WL 22146143, at *1 (6th Cir. Sept. 16, 2003). Plaintiff lists an Ohio address for herself but fails to provide an address for the defendant. Plaintiff has therefore failed to meet her burden of establishing diversity as a basis for federal jurisdiction. If federal jurisdiction exists in this case, it must be based on a claimed violation of federal law. A plaintiff properly invokes federal question jurisdiction under 28 U.S.C. § 1331 when he or she “pleads a colorable claim arising under the Constitution or laws of the United States.” Arbaugh v. Y & H Corp., 546 U.S. 500, 513 (2006). In determining whether a claim arises under federal law, the Court looks only to the “well-pleaded allegations of the complaint and ignores potential defenses” the defendants may raise.

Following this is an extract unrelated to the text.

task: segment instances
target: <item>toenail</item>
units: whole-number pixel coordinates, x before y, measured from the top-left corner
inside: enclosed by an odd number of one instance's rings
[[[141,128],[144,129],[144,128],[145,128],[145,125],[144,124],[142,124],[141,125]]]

Mikulski v. Centerior Energy Corp., 501 F.3d 555, 560 (6th Cir. 2007). Here, Plaintiff claims that Defendant has engaged in “ongoing harassment, including unlawful entry, threats of eviction, shutoff of utilities, and interference with Plaintiff’s quiet

enjoyment” of her property located in Cleveland Heights.